4. The method according to claim 1, wherein the ratio by volume of the Agaricus bisporus bacterial solution, the saddle fungus bacterial solution, and the Porphyromonas cyanobacteria bacterial solution in step (2) is 1.
5. The method according to claim 1, wherein the inoculum size of the agaricus bisporus bacterial liquid, the saddle fungus liquid and the hyphomycete bacterial liquid in the step (2) is 5-10%; the concentration of the bacterial balls in the agaricus bisporus bacterial liquid, the saddle fungus liquid and the blue spore fungus liquid is 30-40 g/L.
6. The method according to claim 1, wherein the fermentation time in step (2) is 35-50 d, and the fermentation temperature is 23-28 ℃.
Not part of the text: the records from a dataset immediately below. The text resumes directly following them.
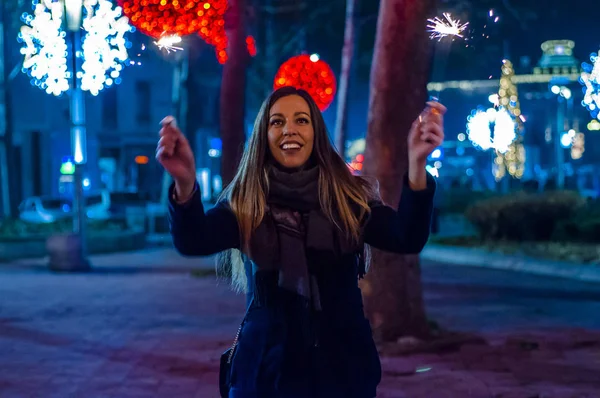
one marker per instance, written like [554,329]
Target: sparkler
[440,28]
[168,43]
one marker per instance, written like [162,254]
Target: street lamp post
[564,94]
[92,33]
[74,248]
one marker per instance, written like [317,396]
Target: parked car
[45,209]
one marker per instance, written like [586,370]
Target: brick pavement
[159,332]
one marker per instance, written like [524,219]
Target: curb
[481,258]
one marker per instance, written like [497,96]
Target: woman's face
[291,134]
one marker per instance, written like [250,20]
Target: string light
[514,155]
[103,50]
[168,43]
[491,129]
[590,79]
[104,45]
[45,51]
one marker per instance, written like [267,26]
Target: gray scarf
[294,227]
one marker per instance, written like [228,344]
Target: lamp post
[563,94]
[92,33]
[68,253]
[73,15]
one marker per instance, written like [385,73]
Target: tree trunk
[8,195]
[233,92]
[347,56]
[401,62]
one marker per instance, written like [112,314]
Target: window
[142,90]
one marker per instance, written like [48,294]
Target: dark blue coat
[285,350]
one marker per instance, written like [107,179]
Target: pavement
[140,325]
[475,257]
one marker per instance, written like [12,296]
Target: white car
[40,210]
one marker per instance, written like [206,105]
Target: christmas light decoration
[590,79]
[440,28]
[251,44]
[45,51]
[577,146]
[513,158]
[168,43]
[491,129]
[316,77]
[160,18]
[104,46]
[103,49]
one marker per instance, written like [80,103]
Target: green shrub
[16,228]
[457,201]
[583,227]
[523,216]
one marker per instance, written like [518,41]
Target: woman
[302,219]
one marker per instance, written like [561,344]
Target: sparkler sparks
[168,43]
[440,28]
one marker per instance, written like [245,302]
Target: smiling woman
[291,134]
[293,230]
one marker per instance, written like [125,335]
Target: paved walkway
[141,326]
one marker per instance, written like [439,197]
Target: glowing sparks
[440,28]
[168,43]
[590,79]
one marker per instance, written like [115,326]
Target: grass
[581,253]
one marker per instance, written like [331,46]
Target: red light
[141,159]
[183,17]
[316,78]
[251,44]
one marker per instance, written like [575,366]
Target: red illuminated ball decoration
[314,76]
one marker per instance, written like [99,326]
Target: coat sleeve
[405,230]
[196,233]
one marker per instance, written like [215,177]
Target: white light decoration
[590,78]
[104,50]
[168,43]
[45,51]
[491,129]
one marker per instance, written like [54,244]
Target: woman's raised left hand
[426,134]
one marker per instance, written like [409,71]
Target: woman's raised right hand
[175,155]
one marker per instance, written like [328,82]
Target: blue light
[216,143]
[437,154]
[565,140]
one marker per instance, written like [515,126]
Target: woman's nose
[288,130]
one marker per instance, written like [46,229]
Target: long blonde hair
[339,190]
7. The method according to claim 1, wherein the ethanol is used in the step (3) at a concentration of 70 to 80% by volume.
8. The method according to claim 1, wherein the number of times of extraction in step (3) is 2 to 3; the proportion of the fermentation product to the ethanol is 1g in each extraction, 5-15 mL, the temperature of each extraction is 20-40 ℃, and the time of each extraction is 3-5 h.
9. The fermentation product produced by the method for producing a complex fungal fermentation product according to any one of claims 1 to 8.
10. Use of the fermentation product of claim 9 for the preparation of an in vitro antioxidant product for scavenging DPPH free radicals, O 2 - Free radical and reduced iron ion products.